Frau Prof. Möcker, wie könnte man heute schon weitgehend nachhaltig bauen?

Meine erste Antwort ist vielleicht etwas seltsam: nämlich gar nicht bauen, sondern den Bestand nutzen. Jeder Quadratmeter, der keine sogenannte graue Energie in der Herstellungsphase hat und später auch nicht beheizt, gelüftet, beleuchtet und gereinigt werden muss, ist wertvoll im Sinne der Ressourcenschonung und Nachhaltigkeit. Deswegen sollte die erste Frage nicht sein, wie wir nachhaltig bauen können, sondern wie wir es vermeiden können zu bauen.

Wenn wir es wirklich nicht vermeiden können, dann sollten wir zunächst mit nachwachsenden und natürlichen Baustoffen bauen, beispielsweise mit Lehm, Holz, Naturstein, Holzfaser-Baustoffen oder Hanf. Stichwort Recycling: Plattformen wie Concular untersuchen, welche Bauteile wiederverwendet oder recycelt werden können. Auch die Ausrichtung der Gebäude an der Sonnenenergie ist ein Prinzip nachhaltiger Architektur. Im Sommer sollten wir geringe Wärmeeinträge haben, um die Kühlkosten zu minimieren, und im Winter sollten wir die Sonne nutzen, um Heizkosten zu sparen.

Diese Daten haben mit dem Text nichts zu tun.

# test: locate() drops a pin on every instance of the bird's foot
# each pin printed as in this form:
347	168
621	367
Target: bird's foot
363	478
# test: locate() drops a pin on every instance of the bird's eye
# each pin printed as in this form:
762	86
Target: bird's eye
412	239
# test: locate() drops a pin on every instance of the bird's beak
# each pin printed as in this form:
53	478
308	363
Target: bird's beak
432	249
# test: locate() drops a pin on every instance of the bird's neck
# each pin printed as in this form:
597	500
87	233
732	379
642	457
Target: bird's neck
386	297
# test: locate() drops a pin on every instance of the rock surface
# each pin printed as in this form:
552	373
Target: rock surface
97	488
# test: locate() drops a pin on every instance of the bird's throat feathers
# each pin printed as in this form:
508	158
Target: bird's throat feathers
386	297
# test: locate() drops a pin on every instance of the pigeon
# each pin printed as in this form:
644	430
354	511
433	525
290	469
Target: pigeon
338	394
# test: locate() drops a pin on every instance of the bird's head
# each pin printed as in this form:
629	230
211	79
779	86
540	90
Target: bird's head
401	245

Ein weiterer Aspekt ist der Flächenverbrauch. Egal ob Wohnungsbau oder Bürogebäude, der Pro-Kopf-Flächenverbrauch sollte reduziert werden. Das gelingt durch einfache Sharing-Prinzipien, so dass Flächen für verschiedene Nutzungen verfügbar sind. Im gewerblichen Bereich könnten Büroflächen abends für Veranstaltungen oder Sport genutzt werden.

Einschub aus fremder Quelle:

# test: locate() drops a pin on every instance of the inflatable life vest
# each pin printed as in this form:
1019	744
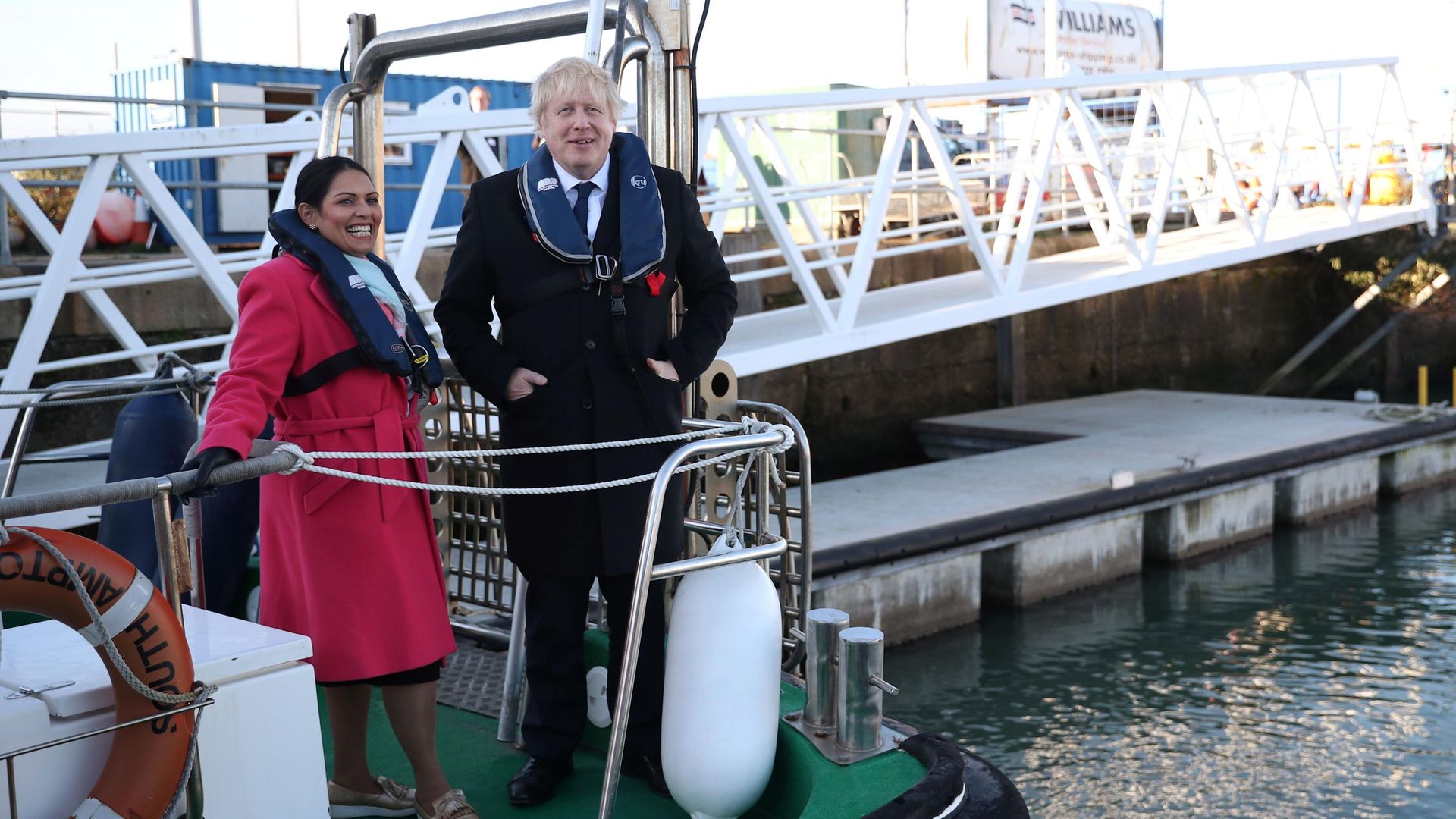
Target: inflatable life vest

Nicht zuletzt ist es auch wichtig, den Rückbau von Anfang an mitzudenken, so dass Gebäude nach einer bestimmten Nutzungsdauer demontiert und wiederverwendet werden können. Modulare Bauweise ist hier ein Stichwort.

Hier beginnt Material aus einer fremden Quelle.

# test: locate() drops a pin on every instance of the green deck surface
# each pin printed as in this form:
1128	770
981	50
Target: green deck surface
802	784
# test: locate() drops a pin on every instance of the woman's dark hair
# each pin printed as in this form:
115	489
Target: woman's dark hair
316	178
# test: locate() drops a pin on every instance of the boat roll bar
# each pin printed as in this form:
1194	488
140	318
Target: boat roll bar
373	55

Wie müssen Gebäude geplant werden, damit sie möglichst klimaresilient sind?

Das ist eine interessante Frage, weil sie sich auf ein großes Missverständnis bezieht, das oft zu einem hohen Ressourcenverbrauch führt. Wir wissen, dass sich das Klima künftig verändern wird, mit mehr Dürre- und Hitzeperioden sowie stärkeren Stürmen und Regenfällen. Und viele denken, dass wir diese Veränderungen mit immer mehr Technik bewältigen müssen.

Aber wir können auch klimaresilient bauen, indem wir ein minimalistisches Technikkonzept verfolgen. Statt immer mehr Technik in Gebäuden einzubauen, um Hitzeperioden zu bewältigen, können wir Baustoffe mit hoher thermischer Speicherfähigkeit verwenden. Das schafft ein angenehmes Raumklima ohne zusätzliche Kühlung. Wir sollten auch auf Glasfassaden verzichten und stattdessen Baustoffe wie Lehm, Stroh, Hanf oder Flachs verwenden, die gut dämmen und thermisch speichern. Zusätzlich können äußere Verschattungen oder Gebäudevorsprünge die Wärme im Sommer draußen halten.

Ein Beispiel ist das Bürogebäude 2226 in Lustenau in Vorarlberg, das mit 76 cm dicken Steinwänden gebaut wurde und kaum Technik benötigt. Es hat weniger gekostet als vergleichbare techniklastige Gebäude und wird eine Lebensdauer von mindestens 100 bis 150 Jahren haben. Und: Es benötigt keine Heizung, Kühlung oder Lüftung.

Weitere einfache und natürliche Maßnahmen wie Fassadenbegrünung, Gründächer und Grünflächen um das Gebäude verbessern durch Verdunstungskühlung das Mikroklima und fördern die Biodiversität.

Was fehlt Ihnen hier am ordnungsrechtlichen Rahmen, um solche Bauweisen zu befördern?

Man sollte nicht nur auf die Investitionskosten schauen, sondern vor allem auf die Lebenszykluskosten. Über den Lebenszyklus betrachtet, wird schnell klar, welche Variante ressourcenschonender ist. Die Ökobilanzdaten müssten ebenfalls in Entscheidungen einbezogen werden.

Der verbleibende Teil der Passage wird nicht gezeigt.